La serializzazione del manga, in Giappone, è iniziata nel 1998, sulle pagine del quindicinale Weekly Morning, per poi giungere alla pubblicazione dei tankōbon nel 1999, ad opera della Kodansha.
In Italia, invece, Vagabond è edito da Panini Comics (Planet Manga), in due differenti edizioni: la prima, la cosiddetta "edizione regolare", arrivata nelle fumetterie nel maggio del 2000, è costituita da volumi che contengono meno pagine di quelle presenti nel tankōbon originale; la seconda, "Vagabond Deluxe", consta invece di volumi di formato e contenuto uguale a quelli nipponici. Quest'ultima, data alle stampe circa 4 anni dopo la precedente, è in ritardo rispetto ad essa nella narrazione.
L'autore, Takehiko Inoue, ha ricevuto numerosi riconoscimenti e premi per quest'opera, tra cui il 24° Premio per il miglior manga della Kodansha, nel 2000, e l'Osamu Tezuka Culture Award nel 2002.
Trama
La battaglia di Sekigahara è finita: Takezo Shinmen e Matahachi Honiden sono sopravvissuti. Inizia così il lungo viaggio dei due ronin ovvero Samurai senza padrone, che erreranno per villaggi del giappone medioevale in cerca di gloria e di fama, per avere la certezza di essere i più forti.
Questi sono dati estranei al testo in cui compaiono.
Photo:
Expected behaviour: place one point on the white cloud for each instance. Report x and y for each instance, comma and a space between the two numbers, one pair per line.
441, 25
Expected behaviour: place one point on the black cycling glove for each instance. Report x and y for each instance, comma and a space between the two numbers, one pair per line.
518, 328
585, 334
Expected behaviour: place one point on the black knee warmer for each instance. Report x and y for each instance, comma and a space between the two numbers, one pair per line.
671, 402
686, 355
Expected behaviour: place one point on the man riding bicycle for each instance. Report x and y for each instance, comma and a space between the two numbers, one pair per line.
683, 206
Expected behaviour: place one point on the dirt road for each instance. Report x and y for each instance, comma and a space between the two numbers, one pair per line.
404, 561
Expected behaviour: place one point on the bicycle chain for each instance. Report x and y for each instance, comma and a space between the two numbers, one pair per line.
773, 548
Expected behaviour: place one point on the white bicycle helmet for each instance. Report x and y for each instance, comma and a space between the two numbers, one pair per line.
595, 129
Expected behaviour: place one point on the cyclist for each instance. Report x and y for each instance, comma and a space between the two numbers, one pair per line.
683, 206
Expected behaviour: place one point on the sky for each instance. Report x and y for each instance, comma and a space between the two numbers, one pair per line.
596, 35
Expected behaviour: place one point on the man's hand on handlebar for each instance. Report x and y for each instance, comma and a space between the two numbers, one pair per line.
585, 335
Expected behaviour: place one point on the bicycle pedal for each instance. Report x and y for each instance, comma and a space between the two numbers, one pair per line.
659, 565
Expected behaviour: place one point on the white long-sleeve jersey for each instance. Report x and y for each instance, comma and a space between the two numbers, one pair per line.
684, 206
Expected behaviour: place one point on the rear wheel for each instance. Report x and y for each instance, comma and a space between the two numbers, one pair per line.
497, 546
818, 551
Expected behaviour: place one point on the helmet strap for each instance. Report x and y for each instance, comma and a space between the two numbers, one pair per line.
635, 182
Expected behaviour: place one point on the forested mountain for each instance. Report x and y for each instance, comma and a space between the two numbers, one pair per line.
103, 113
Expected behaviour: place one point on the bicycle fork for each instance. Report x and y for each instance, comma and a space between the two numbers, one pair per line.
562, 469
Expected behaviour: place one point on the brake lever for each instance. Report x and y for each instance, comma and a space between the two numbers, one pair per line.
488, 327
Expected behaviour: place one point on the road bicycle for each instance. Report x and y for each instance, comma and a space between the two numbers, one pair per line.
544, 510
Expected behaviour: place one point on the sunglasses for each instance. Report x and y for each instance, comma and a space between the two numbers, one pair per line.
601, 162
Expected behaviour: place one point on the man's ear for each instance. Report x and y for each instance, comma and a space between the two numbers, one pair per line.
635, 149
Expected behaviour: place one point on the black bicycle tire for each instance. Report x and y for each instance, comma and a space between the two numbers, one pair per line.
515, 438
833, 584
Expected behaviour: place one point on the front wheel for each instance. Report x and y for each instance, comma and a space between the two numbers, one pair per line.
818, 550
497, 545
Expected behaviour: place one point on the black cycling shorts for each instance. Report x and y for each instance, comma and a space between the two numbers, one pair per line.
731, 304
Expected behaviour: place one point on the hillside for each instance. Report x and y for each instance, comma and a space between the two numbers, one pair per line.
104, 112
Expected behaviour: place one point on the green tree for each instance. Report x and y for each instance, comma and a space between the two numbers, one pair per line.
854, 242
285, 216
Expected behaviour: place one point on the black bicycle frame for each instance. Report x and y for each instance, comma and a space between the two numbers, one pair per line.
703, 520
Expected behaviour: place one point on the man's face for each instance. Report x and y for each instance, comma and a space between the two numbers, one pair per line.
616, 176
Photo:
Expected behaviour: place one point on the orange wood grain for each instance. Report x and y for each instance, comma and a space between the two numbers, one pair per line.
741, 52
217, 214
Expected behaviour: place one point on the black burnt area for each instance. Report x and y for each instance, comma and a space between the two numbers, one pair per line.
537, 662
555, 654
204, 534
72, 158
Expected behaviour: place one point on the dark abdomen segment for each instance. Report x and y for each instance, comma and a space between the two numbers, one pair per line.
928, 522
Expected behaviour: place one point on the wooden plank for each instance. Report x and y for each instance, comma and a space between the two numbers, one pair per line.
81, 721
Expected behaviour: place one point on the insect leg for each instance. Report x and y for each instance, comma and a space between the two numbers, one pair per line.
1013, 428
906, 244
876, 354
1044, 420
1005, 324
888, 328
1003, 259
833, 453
Dopo aver trovato accoglienza in una casa vicino al campo di battaglia grazie a Oko e Akemi, però, le loro strade sembrano a poco a poco dividersi. Takezo è affascinato dai combattimenti e ama allenarsi con la sua katana di legno;
Matahachi invece sembra preferire una vita di ozi e passioni sfrenate. Matahachi, innamoratosi improvvisamente di Oko, non fa quindi ritorno a casa e sua madre, insospettita, al ritorno di Takezo crede che Matahachi sia scomparso per colpa sua.
Takezo, ricercato da molti nemici ma aiutato in più situazioni dal monaco Takuan e da Otsu, fuggirà e sarà costretto a cambiare il suo nome in Musashi Miyamoto. Il suo desiderio rimane comunque lo stesso: diventare incomparabilmente forte.